There is no subsidy involved. The government did not pay for any part of your first $1 million oven, or your second $1 million oven, or your third. You risked your own capital. The government merely waited for some of its money, in hopes of generating jobs and economic growth.
As I mentioned, the tax law contains both incentives and subsidies. The tax bill that President Obama signed last December renewed or extended many of these business incentives.
Such incentives no doubt play a role in executives’ willingness to invest in new equipment, as The Times suggests. Today’s low interest rates also are a factor, at least for companies that have access to the bond market or low-cost bank financing. Equipment costs can be easily quantified, and machines that are underused during an economic slowdown will wait patiently for business to pick up, costing little while they wait.
On the other hand, employees must be paid through a downturn, layoffs are expensive and disruptive, and future personnel costs, especially for health care, are much harder to predict.
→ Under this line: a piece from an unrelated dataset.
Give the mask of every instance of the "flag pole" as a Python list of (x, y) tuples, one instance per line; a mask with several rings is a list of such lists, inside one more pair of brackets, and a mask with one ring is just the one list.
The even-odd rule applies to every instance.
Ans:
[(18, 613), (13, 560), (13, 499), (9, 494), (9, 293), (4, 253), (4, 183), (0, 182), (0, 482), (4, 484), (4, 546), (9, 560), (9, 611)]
Not only does new equipment often reduce the need for labor, but managers have good reasons to feel comfortable investing in machinery before they invest in people.
So the fact that capital spending has picked up faster than hiring is not surprising. It is a function of where we are in the business cycle, with an economic expansion that has been slow and uncertain. Companies that are looking ahead to better times are ready to put some machinery in place today, but they’ll wait until growth prospects are more certain to bring staff aboard.